Local officials from El Salvador are touring communities of Salvadorans living abroad, looking for investment in local communities as described in this story in the Boston Globe:
Nearly a dozen mayors, city councilors, and town administrators from the Central American nation swept through Massachusetts during the past two weeks to urge immigrants to invest in their homelands, create jobs, and - ultimately - prevent Salvadorans from having to immigrate to the United States for work.
About 1 million Salvadorans now live in the United States, including more than 17,000 in Massachusetts. The mayors are reaching out directly to émigrés as part of a new government-sponsored program, asking them to form committees or invest on their own.
Salvadoran immigrants already send home $3.3 billion a year, and nearly 30 percent of adults in El Salvador depend on the money to cover basic needs such as food, clothing, and shelter, according to the Inter-American Development Bank in Washington.

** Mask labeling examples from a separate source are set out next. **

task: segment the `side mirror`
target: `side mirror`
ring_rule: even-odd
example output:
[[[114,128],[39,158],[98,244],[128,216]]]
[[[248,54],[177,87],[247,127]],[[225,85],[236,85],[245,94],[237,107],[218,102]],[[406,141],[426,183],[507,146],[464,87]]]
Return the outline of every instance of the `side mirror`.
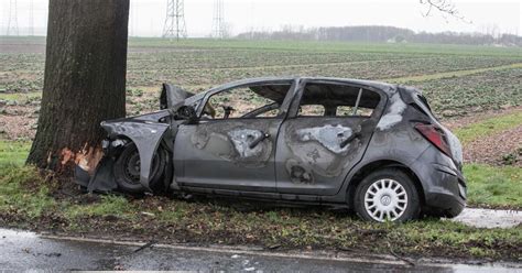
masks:
[[[194,96],[194,94],[185,91],[178,86],[163,84],[160,95],[160,110],[171,109],[175,105],[192,96]]]
[[[182,106],[177,109],[176,116],[178,119],[187,121],[187,124],[197,124],[199,118],[197,117],[196,109],[192,106]]]

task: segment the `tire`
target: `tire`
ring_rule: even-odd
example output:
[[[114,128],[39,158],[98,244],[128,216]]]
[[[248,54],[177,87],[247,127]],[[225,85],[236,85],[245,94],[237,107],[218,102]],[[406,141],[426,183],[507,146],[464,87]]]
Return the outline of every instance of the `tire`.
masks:
[[[416,219],[421,201],[412,178],[399,168],[382,168],[357,186],[354,209],[368,221],[403,222]]]
[[[165,154],[163,149],[160,148],[152,159],[151,187],[161,182],[166,165]],[[134,143],[129,143],[123,148],[118,160],[116,160],[113,174],[119,189],[131,194],[145,192],[140,183],[140,154]]]

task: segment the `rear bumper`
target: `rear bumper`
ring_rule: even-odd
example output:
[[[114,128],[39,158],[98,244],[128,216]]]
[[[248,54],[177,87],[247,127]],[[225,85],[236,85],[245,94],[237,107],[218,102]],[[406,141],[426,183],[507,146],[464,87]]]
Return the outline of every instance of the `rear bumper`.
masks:
[[[467,198],[466,179],[449,157],[427,149],[413,168],[424,189],[425,212],[455,217],[463,211]]]

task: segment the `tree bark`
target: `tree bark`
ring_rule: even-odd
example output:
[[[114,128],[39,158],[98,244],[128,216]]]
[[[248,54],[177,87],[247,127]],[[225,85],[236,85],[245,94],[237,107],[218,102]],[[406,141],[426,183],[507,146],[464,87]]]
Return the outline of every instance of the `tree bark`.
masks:
[[[99,123],[126,114],[129,0],[50,0],[45,76],[28,164],[70,175],[101,157]]]

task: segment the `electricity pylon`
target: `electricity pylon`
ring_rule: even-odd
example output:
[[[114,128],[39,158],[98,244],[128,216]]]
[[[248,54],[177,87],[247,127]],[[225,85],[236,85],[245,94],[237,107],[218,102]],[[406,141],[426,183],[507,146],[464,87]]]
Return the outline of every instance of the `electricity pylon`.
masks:
[[[167,0],[166,19],[163,28],[163,37],[181,37],[187,36],[187,28],[185,25],[185,12],[183,0]]]

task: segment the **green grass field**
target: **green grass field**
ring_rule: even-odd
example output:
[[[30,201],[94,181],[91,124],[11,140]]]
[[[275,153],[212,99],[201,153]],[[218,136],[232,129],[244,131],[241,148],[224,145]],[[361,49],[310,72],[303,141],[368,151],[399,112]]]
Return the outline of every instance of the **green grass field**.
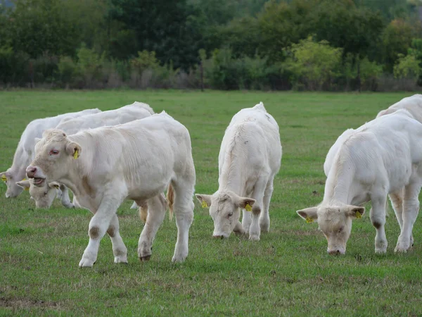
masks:
[[[0,92],[0,171],[11,165],[31,120],[134,101],[165,109],[192,139],[197,193],[218,187],[217,157],[224,130],[242,108],[264,102],[279,123],[281,169],[274,182],[270,232],[250,242],[232,235],[213,240],[213,223],[198,201],[189,256],[171,263],[177,228],[166,217],[149,262],[137,259],[142,223],[132,201],[119,209],[128,265],[114,264],[105,237],[93,268],[80,269],[91,213],[56,200],[35,210],[27,192],[4,196],[0,184],[0,316],[421,316],[422,220],[414,247],[395,254],[399,233],[387,220],[386,255],[374,254],[366,213],[354,221],[345,256],[326,253],[317,225],[296,214],[324,194],[326,153],[346,128],[357,128],[411,94],[328,94],[179,91],[15,91]]]

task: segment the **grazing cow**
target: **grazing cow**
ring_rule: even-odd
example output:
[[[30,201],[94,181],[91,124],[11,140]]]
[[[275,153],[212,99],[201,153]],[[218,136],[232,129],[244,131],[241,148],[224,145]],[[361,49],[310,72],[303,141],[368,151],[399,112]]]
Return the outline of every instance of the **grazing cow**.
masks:
[[[422,123],[422,94],[416,94],[403,98],[399,101],[390,106],[388,108],[381,110],[376,115],[376,118],[392,113],[399,109],[407,110],[415,120]]]
[[[234,231],[259,240],[261,230],[269,230],[273,180],[281,163],[279,125],[264,104],[237,113],[220,147],[218,190],[196,195],[203,206],[210,206],[215,237],[229,237]],[[243,209],[242,223],[239,208]]]
[[[154,111],[149,105],[135,101],[132,104],[115,110],[65,120],[56,128],[61,130],[67,134],[73,135],[88,128],[115,125],[134,120],[142,119],[149,117],[153,113]],[[58,184],[57,182],[47,184],[43,180],[40,180],[40,182],[36,186],[33,180],[23,180],[17,184],[25,189],[29,189],[31,197],[35,201],[37,208],[50,208],[58,192],[56,189],[61,189],[60,198],[63,205],[66,208],[74,207],[73,204],[70,202],[68,189],[63,185]]]
[[[172,261],[188,256],[189,228],[193,218],[195,168],[187,129],[164,111],[141,120],[97,128],[67,135],[45,131],[35,146],[35,158],[27,168],[34,184],[56,181],[73,192],[77,203],[94,216],[89,242],[79,266],[92,266],[100,240],[107,232],[115,262],[127,262],[127,249],[119,233],[117,209],[125,199],[139,206],[148,203],[148,221],[139,238],[138,255],[148,260],[162,223],[168,186],[170,214],[174,211],[177,242]]]
[[[375,251],[385,253],[387,194],[392,197],[403,192],[403,222],[395,251],[405,252],[411,247],[411,230],[419,210],[422,124],[407,111],[397,110],[354,130],[347,130],[333,148],[337,150],[334,155],[327,155],[324,164],[329,170],[322,202],[297,213],[307,222],[317,221],[327,239],[329,254],[343,254],[352,220],[365,211],[358,206],[371,201],[370,218],[376,229]],[[395,211],[397,212],[395,208]]]
[[[25,178],[25,168],[33,158],[36,137],[41,137],[44,130],[56,127],[65,118],[77,118],[98,112],[101,112],[101,111],[97,108],[86,109],[79,112],[64,113],[55,117],[44,118],[31,121],[20,136],[20,140],[15,151],[12,166],[6,172],[0,173],[0,178],[6,182],[7,185],[6,197],[15,197],[23,190],[16,182]]]

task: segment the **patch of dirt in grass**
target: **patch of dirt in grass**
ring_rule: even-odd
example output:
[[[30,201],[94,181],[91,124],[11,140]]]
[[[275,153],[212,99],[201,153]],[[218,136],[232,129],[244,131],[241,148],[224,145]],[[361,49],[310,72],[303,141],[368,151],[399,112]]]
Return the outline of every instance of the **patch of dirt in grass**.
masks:
[[[6,299],[0,297],[0,307],[8,307],[13,309],[31,309],[38,307],[59,309],[60,305],[53,302],[44,302],[41,300],[18,298]]]

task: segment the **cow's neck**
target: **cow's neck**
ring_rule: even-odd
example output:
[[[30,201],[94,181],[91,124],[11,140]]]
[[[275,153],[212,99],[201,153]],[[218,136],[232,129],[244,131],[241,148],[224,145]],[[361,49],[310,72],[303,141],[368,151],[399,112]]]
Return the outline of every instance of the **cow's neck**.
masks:
[[[219,190],[230,190],[238,195],[244,195],[244,185],[246,183],[242,166],[245,166],[240,158],[225,162],[219,178]]]
[[[340,154],[328,173],[324,189],[324,202],[330,204],[350,204],[355,168],[351,160],[345,160]]]

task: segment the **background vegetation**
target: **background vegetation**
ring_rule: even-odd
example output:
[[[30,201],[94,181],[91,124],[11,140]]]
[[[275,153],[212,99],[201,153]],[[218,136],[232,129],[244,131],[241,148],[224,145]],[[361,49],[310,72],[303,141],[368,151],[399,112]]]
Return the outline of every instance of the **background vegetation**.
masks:
[[[0,0],[3,87],[415,90],[421,0]]]
[[[332,256],[316,225],[307,224],[295,213],[322,199],[323,163],[338,136],[404,97],[172,90],[1,92],[0,170],[10,166],[30,120],[63,109],[107,110],[134,100],[151,104],[157,112],[165,109],[188,128],[196,192],[217,189],[221,139],[232,116],[242,108],[264,102],[280,126],[283,154],[274,182],[270,232],[258,242],[235,236],[212,239],[212,220],[196,201],[189,256],[177,265],[170,262],[176,225],[168,217],[158,230],[151,261],[139,261],[142,225],[127,201],[118,216],[129,264],[113,263],[106,237],[94,268],[79,269],[90,213],[65,209],[58,201],[51,209],[35,210],[27,192],[6,199],[6,185],[1,182],[0,315],[422,315],[420,217],[414,228],[415,245],[407,254],[394,254],[399,229],[391,212],[387,254],[374,254],[375,229],[366,213],[354,221],[347,254]]]

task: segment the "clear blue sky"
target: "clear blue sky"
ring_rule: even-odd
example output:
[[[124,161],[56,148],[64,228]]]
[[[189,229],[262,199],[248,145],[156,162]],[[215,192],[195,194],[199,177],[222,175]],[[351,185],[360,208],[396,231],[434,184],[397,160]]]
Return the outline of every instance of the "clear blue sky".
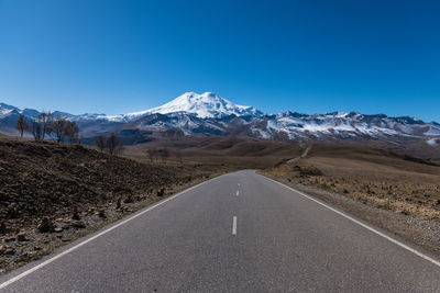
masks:
[[[0,0],[0,101],[118,114],[185,91],[440,122],[440,1]]]

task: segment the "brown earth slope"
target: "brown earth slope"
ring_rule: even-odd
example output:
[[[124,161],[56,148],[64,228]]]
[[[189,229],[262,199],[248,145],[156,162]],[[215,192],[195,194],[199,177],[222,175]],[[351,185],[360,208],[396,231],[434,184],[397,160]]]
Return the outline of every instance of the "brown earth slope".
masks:
[[[0,271],[227,170],[195,167],[0,137]]]

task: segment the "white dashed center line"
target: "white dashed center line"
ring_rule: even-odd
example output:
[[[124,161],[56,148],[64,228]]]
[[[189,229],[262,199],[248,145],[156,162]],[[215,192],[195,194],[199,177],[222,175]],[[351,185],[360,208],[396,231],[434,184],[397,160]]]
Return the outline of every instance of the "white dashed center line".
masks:
[[[232,235],[237,235],[237,216],[232,218]]]

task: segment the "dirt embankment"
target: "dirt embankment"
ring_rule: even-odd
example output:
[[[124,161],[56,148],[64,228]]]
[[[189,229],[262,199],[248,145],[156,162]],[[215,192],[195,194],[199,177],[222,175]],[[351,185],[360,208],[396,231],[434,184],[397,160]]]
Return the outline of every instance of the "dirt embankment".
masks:
[[[0,138],[0,272],[224,171]]]

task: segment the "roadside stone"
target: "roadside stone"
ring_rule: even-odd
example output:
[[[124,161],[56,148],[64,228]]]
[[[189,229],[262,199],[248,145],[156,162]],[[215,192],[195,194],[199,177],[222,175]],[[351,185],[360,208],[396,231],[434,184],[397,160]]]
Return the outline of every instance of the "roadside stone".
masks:
[[[86,228],[86,224],[84,224],[81,221],[75,221],[72,223],[72,227],[77,229],[84,229]]]
[[[6,256],[13,256],[13,255],[15,255],[15,252],[16,252],[16,250],[12,247],[9,247],[4,250]]]
[[[48,233],[54,230],[54,224],[50,218],[43,218],[42,223],[38,226],[38,230],[41,233]]]
[[[11,237],[6,238],[4,241],[6,243],[12,243],[12,241],[15,241],[15,239],[16,239],[16,237],[11,236]]]
[[[54,232],[55,232],[55,233],[62,233],[63,229],[64,229],[64,228],[63,228],[62,226],[57,226],[57,227],[54,228]]]
[[[28,241],[29,239],[26,238],[26,234],[24,232],[20,232],[19,235],[16,235],[16,240],[19,241]]]

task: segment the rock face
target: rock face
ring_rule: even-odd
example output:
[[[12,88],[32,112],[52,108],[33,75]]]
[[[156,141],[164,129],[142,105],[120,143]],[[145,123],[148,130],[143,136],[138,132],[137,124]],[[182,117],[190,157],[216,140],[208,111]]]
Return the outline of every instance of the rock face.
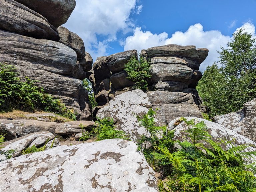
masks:
[[[45,149],[52,147],[59,146],[60,144],[59,140],[52,133],[48,131],[42,131],[31,133],[11,141],[5,142],[3,144],[4,147],[1,149],[3,151],[6,151],[10,149],[15,150],[15,152],[12,156],[12,157],[17,157],[21,155],[22,151],[26,148],[31,147],[34,145],[36,147],[39,147],[45,144]],[[3,155],[0,155],[0,160],[4,159]]]
[[[116,92],[133,85],[132,82],[126,78],[127,74],[123,70],[124,64],[133,56],[138,58],[136,50],[98,57],[93,63],[95,98],[99,105],[109,102]]]
[[[212,139],[213,141],[219,142],[220,138],[222,138],[226,139],[227,141],[232,141],[234,139],[234,142],[236,144],[247,144],[251,145],[251,146],[245,149],[245,151],[255,151],[256,150],[256,143],[222,125],[200,118],[194,117],[185,117],[188,120],[195,119],[196,123],[202,121],[204,121],[207,128],[207,131],[211,135],[212,137]],[[178,140],[182,141],[186,138],[184,131],[188,128],[184,122],[182,122],[175,127],[175,123],[179,119],[179,118],[177,118],[171,121],[168,125],[168,128],[169,130],[174,130],[174,140]]]
[[[76,6],[75,0],[17,0],[16,1],[43,16],[56,28],[67,22]]]
[[[86,130],[95,126],[95,123],[87,121],[60,123],[30,119],[0,119],[0,134],[6,134],[5,137],[8,141],[42,131],[49,131],[59,135],[72,135],[82,132],[79,126],[80,124],[83,124]]]
[[[76,52],[60,43],[0,31],[0,61],[15,65],[20,77],[39,81],[46,93],[60,98],[82,120],[91,120],[87,91],[75,78]]]
[[[0,29],[37,39],[59,39],[56,29],[45,18],[16,1],[0,0]]]
[[[256,142],[256,99],[245,103],[244,108],[237,112],[213,119],[217,123]]]
[[[201,117],[201,112],[191,95],[182,92],[156,91],[147,95],[156,110],[159,125],[164,126],[172,120],[182,116]]]
[[[98,111],[97,116],[113,118],[117,129],[129,134],[131,140],[136,143],[146,132],[145,128],[139,126],[136,116],[142,116],[151,107],[147,95],[136,89],[115,97]]]
[[[0,191],[157,192],[155,173],[137,147],[105,140],[6,160],[0,164]]]

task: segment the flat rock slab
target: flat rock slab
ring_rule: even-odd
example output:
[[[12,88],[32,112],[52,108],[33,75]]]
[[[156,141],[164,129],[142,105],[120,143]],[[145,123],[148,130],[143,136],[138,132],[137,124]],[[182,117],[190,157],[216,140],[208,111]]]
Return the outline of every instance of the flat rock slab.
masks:
[[[113,118],[116,129],[129,135],[131,140],[136,142],[146,132],[145,128],[139,125],[136,115],[142,116],[152,107],[146,93],[136,89],[115,97],[98,111],[97,116]]]
[[[213,119],[217,123],[256,142],[256,99],[245,103],[238,111]]]
[[[54,135],[48,131],[31,133],[4,142],[1,146],[4,147],[1,149],[1,150],[6,152],[11,149],[15,150],[15,152],[12,155],[12,157],[15,157],[20,155],[22,151],[25,148],[31,147],[34,145],[37,147],[46,144],[46,150],[51,148],[52,144],[53,147],[60,145],[58,139],[54,138],[55,136]],[[46,144],[46,142],[47,143]],[[0,160],[5,159],[5,157],[3,155],[0,155]]]
[[[95,123],[88,121],[76,121],[60,123],[36,120],[0,119],[0,134],[6,134],[8,140],[42,131],[48,131],[59,135],[72,135],[80,133],[82,124],[85,130],[95,126]]]
[[[215,141],[219,142],[220,139],[226,140],[227,141],[232,141],[234,139],[234,143],[236,144],[247,144],[251,145],[251,146],[245,149],[245,151],[254,151],[256,150],[256,143],[219,124],[194,117],[184,117],[188,120],[195,119],[195,122],[196,123],[204,121],[207,127],[207,131],[212,137],[212,139]],[[186,139],[186,135],[184,131],[187,130],[188,128],[184,122],[182,122],[175,127],[174,124],[179,119],[179,118],[177,118],[171,121],[168,125],[168,128],[169,130],[174,130],[174,140],[178,140],[183,141]]]
[[[0,163],[0,191],[158,191],[133,143],[119,139],[59,146]]]

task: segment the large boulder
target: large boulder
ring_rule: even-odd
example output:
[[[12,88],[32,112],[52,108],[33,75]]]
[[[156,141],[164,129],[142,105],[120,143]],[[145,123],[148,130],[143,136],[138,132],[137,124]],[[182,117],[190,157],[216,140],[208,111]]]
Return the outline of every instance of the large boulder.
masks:
[[[119,139],[57,146],[0,164],[1,191],[158,191],[137,146]]]
[[[131,50],[97,58],[93,63],[95,94],[96,101],[100,105],[108,102],[118,92],[125,88],[133,86],[134,83],[126,78],[124,65],[134,56],[138,59],[137,51]],[[110,80],[109,82],[109,79]],[[106,87],[105,86],[106,86]]]
[[[193,69],[198,70],[200,64],[203,62],[208,55],[208,51],[209,50],[207,48],[197,49],[194,46],[182,46],[170,44],[153,47],[149,48],[145,51],[142,51],[141,52],[147,58],[162,56],[180,58],[185,60],[188,63],[192,63],[192,65],[195,66],[195,68]],[[196,66],[196,63],[197,64],[197,66]],[[191,66],[192,66],[192,65]]]
[[[227,142],[232,142],[236,145],[248,144],[250,146],[245,149],[245,151],[255,151],[256,150],[256,143],[219,124],[194,117],[185,117],[187,120],[194,119],[195,123],[204,121],[207,127],[207,131],[211,136],[212,139],[214,141],[220,142],[221,141],[220,140],[224,139]],[[169,130],[174,131],[173,140],[183,141],[186,139],[186,133],[184,131],[187,130],[188,128],[184,121],[181,123],[179,122],[179,119],[180,118],[177,118],[171,121],[168,126],[168,129]],[[177,122],[179,124],[177,124]],[[229,147],[229,145],[227,145],[227,147]]]
[[[10,150],[14,150],[11,156],[15,157],[21,155],[23,150],[26,148],[33,145],[40,147],[46,145],[45,150],[47,150],[52,146],[54,147],[60,145],[58,139],[55,138],[52,133],[48,131],[42,131],[29,134],[6,142],[1,145],[4,147],[1,149],[1,150],[4,152]],[[5,159],[5,157],[3,154],[0,155],[0,160]]]
[[[32,119],[0,119],[0,134],[8,140],[28,134],[47,131],[58,135],[72,135],[82,132],[80,125],[88,130],[95,126],[95,123],[88,121],[75,121],[62,123],[44,122]]]
[[[16,0],[39,13],[56,28],[65,23],[76,6],[75,0]]]
[[[116,96],[99,110],[97,116],[113,118],[116,129],[124,131],[136,143],[147,132],[145,127],[139,125],[136,115],[142,116],[152,106],[146,93],[136,89]]]
[[[87,91],[74,76],[80,66],[76,52],[64,45],[0,30],[0,62],[15,65],[21,77],[28,77],[46,92],[56,95],[82,120],[91,120]]]
[[[0,0],[0,30],[58,41],[56,29],[40,14],[14,0]]]
[[[244,104],[238,111],[217,116],[214,121],[256,142],[256,99]]]
[[[191,95],[182,92],[156,91],[147,93],[159,124],[168,125],[174,119],[182,116],[202,117]],[[156,110],[156,109],[157,110]]]

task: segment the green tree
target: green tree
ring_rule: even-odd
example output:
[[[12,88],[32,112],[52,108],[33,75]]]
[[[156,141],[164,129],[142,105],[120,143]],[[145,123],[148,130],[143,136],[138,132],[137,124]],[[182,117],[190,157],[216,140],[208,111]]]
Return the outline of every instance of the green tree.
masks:
[[[148,79],[151,75],[149,73],[149,63],[147,60],[141,57],[138,60],[133,56],[124,65],[124,69],[128,75],[127,78],[134,82],[136,89],[143,91],[147,90]]]
[[[92,106],[93,108],[98,106],[98,103],[94,98],[94,94],[92,90],[92,85],[88,79],[85,78],[83,80],[83,85],[88,91],[89,101]]]
[[[227,48],[221,47],[218,68],[207,67],[197,89],[212,117],[236,111],[256,97],[256,46],[251,34],[240,30]]]

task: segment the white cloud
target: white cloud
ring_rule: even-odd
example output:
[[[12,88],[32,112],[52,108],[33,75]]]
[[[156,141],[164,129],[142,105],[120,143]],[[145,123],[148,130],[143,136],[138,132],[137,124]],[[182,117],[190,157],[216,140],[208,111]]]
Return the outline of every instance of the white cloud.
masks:
[[[255,27],[252,23],[246,23],[241,27],[245,29],[245,31],[255,34]],[[185,32],[177,31],[170,38],[168,38],[168,34],[165,32],[153,34],[150,31],[143,31],[141,28],[137,27],[134,31],[133,35],[126,38],[124,44],[124,49],[136,49],[140,51],[152,47],[169,44],[193,45],[197,48],[206,48],[209,49],[209,54],[200,68],[200,70],[203,71],[207,66],[218,60],[219,54],[217,51],[220,50],[220,46],[226,47],[227,43],[230,38],[219,31],[204,31],[200,23],[191,26]]]
[[[83,39],[86,50],[94,60],[106,55],[108,42],[116,40],[118,32],[132,31],[134,26],[129,16],[136,7],[136,0],[76,0],[76,3],[63,26]],[[99,41],[96,35],[105,40]]]
[[[228,28],[233,28],[236,25],[236,20],[234,20],[228,26]]]
[[[142,10],[142,7],[143,6],[142,5],[140,5],[139,6],[136,7],[136,8],[137,9],[136,11],[136,14],[137,15],[139,15],[141,11]]]

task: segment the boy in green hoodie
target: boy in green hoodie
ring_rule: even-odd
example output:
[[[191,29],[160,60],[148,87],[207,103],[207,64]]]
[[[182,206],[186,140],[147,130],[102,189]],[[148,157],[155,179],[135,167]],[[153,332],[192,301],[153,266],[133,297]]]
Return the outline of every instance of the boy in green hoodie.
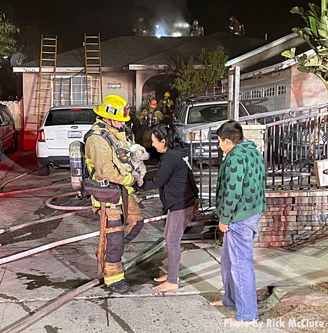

The money helped transform cities and towns, turning shantytowns into freshly painted neighborhoods and allowing children to stay in school.
"It's helped to improve their homes," said Jorge Alberto Argueta, a former mail carrier who was elected mayor of the town of Santo Domingo 18 years in a row because he swiftly, and honestly, delivered immigrants' checks to anxious hands. "Now we need for them to invest in businesses." (more)
Remittances are more than one sixth of El Salvador's economy, and local officials want to channel some of it into investing in projects which will produce more growth in El Salvador rather than just consumer spending.